I don’t know too much about Anthony Greenbank, except that I think he’s a British journalist and outdoors type of guy. The Book of Survival was originally introduced in the late ’60s. This edition I read is the 3rd edition, written to accommodate situations that are relevant to a post-9/11 world. For the most part, The Book of Survival is like other survival manuals. There are sections on land navigation, first aid, water collection, all that good stuff that every other survival book has and most of the info is pretty sound. There are also sections on avoiding fire and dangerous crowds, self defense and other things that pertain to the average urban dweller and this, too, is mostly sound information.

But then there are some sections that are pretty goofy. I daresay, downright weird. Take this bit, for example:

MAKE A SILENT PASSENGER

Use any means to give yourself company if in doubt (even speaking into the end of a fist-held-spectacle-case as a pretend-mobile-phone).

BLOW UP INFLATABLE VINYL DUMMY OF A HUMAN FIGURE–SAY A “SILENT PARTNER” (AS SOLD IN DEPARTMENT STORES) OR INFLATABLE SEX AID.

OR IMPROVISE YOUR OWN SILENT PARTNER IN PASSENGER SEAT.

BUY balloons/protective sheaths/plastic bags and blow them up and stuff them down the sleeves and inside the space of a buttoned-up coat/jacket/sweater…

I actually think I saw that in a sitcom once. Here is another tip that may save your life:

BLEND WITH THE WALLPAPER

The best way to survive any attack/assault/trouble from other human beings is by avoiding last-ditch measures at all costs. It is only by blending with the wallpaper that you can survive in the city and other environments where a mass of people pose unknown threats in all directions.

Example: in bad areas with cheap accommodation and poor locks on bedroom/apartment/house doors and windows save a heart-pounding-as-you-screw-your-eyes-shut-feigning-sleep-while-a-flashlight-dazzles-your-face situation.

Go to sleep wearing a balaclava/monkey mask/ski hat to get this response:

“Jeez, man, hey take a look, wilya?” breathes the voice. There’s a sharp intake of breath. Another voice whispers, “You, one of us! A Brother!”

And your wallet on the dresser is left untouched. Such a ruse has worked.

Taken to extremes, such chameleon-like behavior may seem humorous.

But it is deadly serious.

Yeah, besides all the normal survival stuff, there are a bunch of sections that detail techniques of dubious value, all written in that choppy technical manual tone and arbitrary use of upper-case letters. There is a section entitled “CHILD’S HEAD STUCK BETWEEN RAILINGS” (another sitcom scenario). Greenbank lets you know how to differentiate a REAL ghost from your own imagination. The dangers of holiday turkeys are detailed and we are instructed on precisely how to place one into an oven without injuring our backs (also beware: overcooked turkeys may burst into flame as they are full of grease!). There is a (rather long) section on amputating your own limbs in an emergency. Also, we learn how to deal with “natives” (“…Be friendly…Aim to see headman…Give gifts…Respect customs…” etc.). I don’t think that situation comes up too often, unless you’re in an Abbott and Costello movie or something.

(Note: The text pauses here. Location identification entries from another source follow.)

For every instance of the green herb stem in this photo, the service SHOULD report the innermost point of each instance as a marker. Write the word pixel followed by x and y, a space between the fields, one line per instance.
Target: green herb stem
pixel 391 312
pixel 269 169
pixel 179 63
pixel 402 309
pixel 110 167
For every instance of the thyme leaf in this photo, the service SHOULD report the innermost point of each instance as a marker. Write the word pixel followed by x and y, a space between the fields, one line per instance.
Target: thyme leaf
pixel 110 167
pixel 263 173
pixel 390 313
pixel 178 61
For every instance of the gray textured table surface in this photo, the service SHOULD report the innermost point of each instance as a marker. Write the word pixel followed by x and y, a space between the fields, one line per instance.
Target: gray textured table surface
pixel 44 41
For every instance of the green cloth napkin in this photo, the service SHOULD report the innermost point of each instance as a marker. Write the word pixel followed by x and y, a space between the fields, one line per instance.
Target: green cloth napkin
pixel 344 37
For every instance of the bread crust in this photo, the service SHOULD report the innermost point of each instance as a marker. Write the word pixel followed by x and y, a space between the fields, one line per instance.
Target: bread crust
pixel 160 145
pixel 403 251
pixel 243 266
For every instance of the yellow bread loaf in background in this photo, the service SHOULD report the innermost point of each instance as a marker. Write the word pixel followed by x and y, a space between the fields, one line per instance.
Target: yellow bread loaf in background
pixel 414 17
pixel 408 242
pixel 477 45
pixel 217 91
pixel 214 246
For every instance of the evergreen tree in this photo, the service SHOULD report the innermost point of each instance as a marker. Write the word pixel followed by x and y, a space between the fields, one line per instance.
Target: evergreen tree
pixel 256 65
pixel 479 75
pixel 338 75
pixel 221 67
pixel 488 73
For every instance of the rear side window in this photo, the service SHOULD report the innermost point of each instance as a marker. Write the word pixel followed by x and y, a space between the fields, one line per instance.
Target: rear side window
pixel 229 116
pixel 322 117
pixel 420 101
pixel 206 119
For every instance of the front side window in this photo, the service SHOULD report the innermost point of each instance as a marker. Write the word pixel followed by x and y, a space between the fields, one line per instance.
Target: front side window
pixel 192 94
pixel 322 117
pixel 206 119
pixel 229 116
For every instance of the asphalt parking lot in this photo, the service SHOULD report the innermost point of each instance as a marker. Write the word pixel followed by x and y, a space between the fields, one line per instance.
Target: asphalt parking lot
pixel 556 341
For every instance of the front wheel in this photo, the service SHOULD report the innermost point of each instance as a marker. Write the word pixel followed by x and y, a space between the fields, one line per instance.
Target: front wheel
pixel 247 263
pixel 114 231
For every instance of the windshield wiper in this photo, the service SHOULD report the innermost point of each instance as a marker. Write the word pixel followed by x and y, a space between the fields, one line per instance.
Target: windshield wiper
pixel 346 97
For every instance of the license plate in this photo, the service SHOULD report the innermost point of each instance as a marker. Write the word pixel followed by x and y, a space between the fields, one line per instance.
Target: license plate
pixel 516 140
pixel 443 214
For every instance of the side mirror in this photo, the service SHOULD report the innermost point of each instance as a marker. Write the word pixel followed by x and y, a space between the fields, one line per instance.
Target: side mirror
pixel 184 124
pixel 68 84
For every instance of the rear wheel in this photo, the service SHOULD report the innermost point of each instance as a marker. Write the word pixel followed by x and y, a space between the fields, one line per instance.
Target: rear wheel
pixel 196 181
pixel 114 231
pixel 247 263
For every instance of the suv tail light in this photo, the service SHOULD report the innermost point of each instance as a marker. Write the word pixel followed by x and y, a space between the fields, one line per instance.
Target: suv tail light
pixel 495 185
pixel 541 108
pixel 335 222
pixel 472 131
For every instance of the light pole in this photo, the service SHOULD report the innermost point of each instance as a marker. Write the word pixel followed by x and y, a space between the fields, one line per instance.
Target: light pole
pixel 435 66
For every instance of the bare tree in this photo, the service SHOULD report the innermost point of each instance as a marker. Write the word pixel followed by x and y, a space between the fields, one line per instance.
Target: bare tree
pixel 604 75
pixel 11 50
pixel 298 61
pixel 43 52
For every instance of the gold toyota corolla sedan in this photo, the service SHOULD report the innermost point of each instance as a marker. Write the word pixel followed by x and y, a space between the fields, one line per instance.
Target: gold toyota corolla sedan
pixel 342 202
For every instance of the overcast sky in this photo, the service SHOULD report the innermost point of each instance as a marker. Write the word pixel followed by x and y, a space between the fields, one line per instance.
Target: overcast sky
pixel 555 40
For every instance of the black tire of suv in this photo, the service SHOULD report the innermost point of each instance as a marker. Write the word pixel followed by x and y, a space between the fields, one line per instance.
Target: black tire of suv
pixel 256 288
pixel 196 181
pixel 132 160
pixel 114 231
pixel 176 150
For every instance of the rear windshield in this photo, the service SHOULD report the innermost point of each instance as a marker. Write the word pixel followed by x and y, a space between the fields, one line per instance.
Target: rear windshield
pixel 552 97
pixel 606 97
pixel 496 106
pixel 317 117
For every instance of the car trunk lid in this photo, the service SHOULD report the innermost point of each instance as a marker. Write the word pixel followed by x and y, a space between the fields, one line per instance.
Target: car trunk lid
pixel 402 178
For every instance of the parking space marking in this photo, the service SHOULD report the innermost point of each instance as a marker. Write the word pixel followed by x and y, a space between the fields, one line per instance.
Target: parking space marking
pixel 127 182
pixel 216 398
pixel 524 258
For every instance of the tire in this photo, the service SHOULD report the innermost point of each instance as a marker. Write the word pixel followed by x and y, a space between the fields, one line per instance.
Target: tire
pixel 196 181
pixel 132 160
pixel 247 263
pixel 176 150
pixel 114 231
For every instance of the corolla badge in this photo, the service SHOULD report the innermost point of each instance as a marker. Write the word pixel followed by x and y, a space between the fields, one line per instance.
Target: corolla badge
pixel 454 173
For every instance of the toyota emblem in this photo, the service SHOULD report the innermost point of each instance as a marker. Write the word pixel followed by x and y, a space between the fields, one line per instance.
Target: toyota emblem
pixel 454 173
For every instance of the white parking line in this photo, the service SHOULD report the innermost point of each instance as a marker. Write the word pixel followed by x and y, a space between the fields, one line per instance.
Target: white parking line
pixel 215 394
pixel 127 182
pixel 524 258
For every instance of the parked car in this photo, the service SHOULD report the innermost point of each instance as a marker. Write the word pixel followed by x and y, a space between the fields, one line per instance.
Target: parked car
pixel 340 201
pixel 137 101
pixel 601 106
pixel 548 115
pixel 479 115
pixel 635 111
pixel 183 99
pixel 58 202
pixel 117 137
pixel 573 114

The verdict: ★★✩✩✩ (2/5). This book is a hoot. It’s great fun to read and there is worthwhile information in there, but let’s face it, it’s hard to take seriously when the goofy stuff in mixed in. As far as survival books go, there are others far better, hence my 2-star rating. But I do recommend checking the book out for fun.

Anthony Greenbank has apparently authored another book about urban survival written in the early ’70s (Survival in the City, or something like that) in which he instructs the reader on how to escape muggers, turn the tables on pickpockets and avoid the advances of aggressive transvestites! I must find that book. It sounds too wacky to pass up!